Luckily, he’s taking a vacation with his family or I’d be dealing with his overprotective big brother routine.

Like the other mail order grooms that married into her friend group, he’s become a surrogate big brother to all his wife’s friends.

I don’t need that complication right now. I’ll deal with him after I’ve got my ring on her finger.

“You could ask the girl out, you know?” Casanova suggests. “Be bold in person and all that jazz.”

“What do you know about jazz?” Buzz snorts. He’s older than me, with a shiny bald head and has a hand with only a thumb and two fingers thanks to an accident with a buzzsaw in his early twenties.

The pair get into a heated debate that I steadfastly ignore. Before I signed up for this dating app, I never used this damn phone. I can answer when someone calls, and navigate to my contact list to call the boss, but otherwise I don’t have much use for it.
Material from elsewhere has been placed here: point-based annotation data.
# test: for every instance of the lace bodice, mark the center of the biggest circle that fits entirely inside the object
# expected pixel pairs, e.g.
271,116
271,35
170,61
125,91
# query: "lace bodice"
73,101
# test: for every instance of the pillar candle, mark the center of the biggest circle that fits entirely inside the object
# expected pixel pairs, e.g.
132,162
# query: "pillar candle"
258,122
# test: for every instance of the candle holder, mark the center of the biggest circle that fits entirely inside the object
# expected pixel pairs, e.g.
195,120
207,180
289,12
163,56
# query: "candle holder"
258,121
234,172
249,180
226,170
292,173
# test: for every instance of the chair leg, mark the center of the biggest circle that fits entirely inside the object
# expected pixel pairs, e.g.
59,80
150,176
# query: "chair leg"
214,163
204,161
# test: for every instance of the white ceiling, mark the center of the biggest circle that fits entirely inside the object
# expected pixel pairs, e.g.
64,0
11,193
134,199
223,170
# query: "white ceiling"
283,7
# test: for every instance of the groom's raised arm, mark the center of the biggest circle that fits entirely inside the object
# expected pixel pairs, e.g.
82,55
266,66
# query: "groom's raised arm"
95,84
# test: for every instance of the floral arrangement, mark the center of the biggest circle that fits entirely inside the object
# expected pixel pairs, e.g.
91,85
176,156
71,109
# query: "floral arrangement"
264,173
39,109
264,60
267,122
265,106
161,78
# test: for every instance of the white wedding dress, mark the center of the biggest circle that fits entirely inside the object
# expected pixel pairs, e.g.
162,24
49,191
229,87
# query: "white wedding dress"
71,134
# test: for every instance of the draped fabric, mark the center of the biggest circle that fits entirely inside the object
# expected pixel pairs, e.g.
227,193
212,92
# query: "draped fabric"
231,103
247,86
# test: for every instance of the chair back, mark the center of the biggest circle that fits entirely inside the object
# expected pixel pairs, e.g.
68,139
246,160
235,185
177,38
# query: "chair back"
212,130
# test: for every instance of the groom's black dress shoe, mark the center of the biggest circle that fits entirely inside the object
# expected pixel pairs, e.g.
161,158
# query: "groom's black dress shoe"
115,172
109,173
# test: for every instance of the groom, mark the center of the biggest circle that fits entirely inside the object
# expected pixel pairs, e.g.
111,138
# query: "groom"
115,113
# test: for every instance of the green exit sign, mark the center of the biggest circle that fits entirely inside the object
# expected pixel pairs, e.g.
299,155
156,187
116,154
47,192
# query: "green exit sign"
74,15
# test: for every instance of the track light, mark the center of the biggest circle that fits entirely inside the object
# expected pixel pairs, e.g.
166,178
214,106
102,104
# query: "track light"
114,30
I like my phone to work as a phone, and nothing else. No fancy radio, TV, or goddamn therapist. But to get my girl, I’m gonna use the blasted thing. Even if my fat thumbs hit the wrong letters when I’m typing in the app. Even if I had to ask the guys for help finding the app.

Sabrina’s worth it. Hell, she deserves a better man than me.

But when I overheard her friends at the diner talking about her finding a husband before the 13th on some random mail order groom dating site I wasn’t going to sit idly by.

I’d rather die than watch her marry some loser who can’t find a wife in his own zip code.

Fuck that noise.

“Catfishing is a bad idea,” Dan tells me with a glare as he rejoins us.

“Sabrina hates fishing.”

Dan freezes in place, and the two chuckleheads arguing about whether jazz music needs vocals or not have fallen silent. I’ve missed something.

“Cole,” Casanova groans.

“I’m taking away your phone,” Dan mutters. “You can’t be allowed onto the internet without supervision.”

“Just spit it out.”

“Catfishing is purposely misrepresenting yourself online to deceive another person in the hope of tricking them into a relationship or to scam them out of money,” Casanova says.

“Oh.”

“Yeah, it’s bad.”

“Shit.”

“Don’t worry. You’ll come up with a better plan,” Dan offers in consolation. “Like talking to her.”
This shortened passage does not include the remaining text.